Semua bentuk penghalang dan kendala tidak akan dihiraukan bila memang cinta telah bersemi dalam hati. Kata para pecinta : gunung tinggi kan kudaki, samudra dalam kan kuselami, lautan luas kan kusebrangi, tebing terjal kan kulintasi, asalkan tercapai apa yang tersemat dalam asa. Bahkan cukup banyak terjadi sesuatu yang secara rasional sulit terwujud dan bisa jadi tak mungkin dalam pandangan akal dapat terlaksana karena dorongan cinta yang luar biasa dalam jiwa penggapainya.

Oleh sebab itu cinta sangat penting dan mempunyai peranan yang besar dalam menyelesaikan pekerjaan dan tugas kita. Alangkah baiknya bila sebelum mengerjakan sesuatu ditimbulkan terlebih dahulu rasa cinta dalam diri orang yang melaksanakannya.

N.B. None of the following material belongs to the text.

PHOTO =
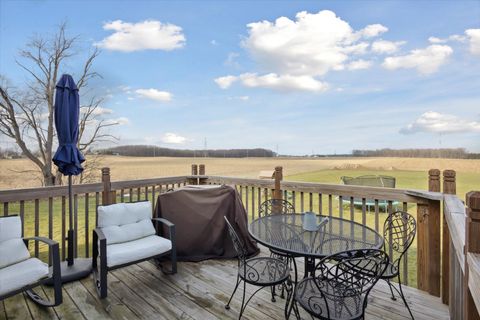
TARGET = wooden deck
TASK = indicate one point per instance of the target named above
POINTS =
(197, 291)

Itulah mungkin salahsatu hikmah adanya targhib – motivasi – dalam ayat-ayat Alqur’an atau hadits-hadits Rasulullah yang berbentuk penjelasan atas fadhail atau keistimewaan suatu amal perbuatan sekalipun sebenarnya sebuah amal itu wajib hukumnya dikerjakan apakah ada cinta atau pun tidak.

Kewajiban Sholat 5 waktu contohnya. Ibadah yang tidak ada tawar menawar dalam kewajibannya dalam segala sifat dan kondisi. Namun Rasulullah shallallahu ‘alaihi wasallam membangun cinta dan kesenangan bagi jiwa pelaksananya dengan memberikan gambaran fadhilah atau keutamaannya dengan berkata : ia laksana sebuah sungai yang mengalir didekat rumah seseorang dari kamu dan 5 kali dalam sehari kamu mandi padanya maka adakah lagi kira-kira kotoran yang menempel dibadan orang tersebut ? demikian pula Sholat. Dan begitulah cara agama ini menyuruh kita agar mempraktekkannya dengan penuh cinta.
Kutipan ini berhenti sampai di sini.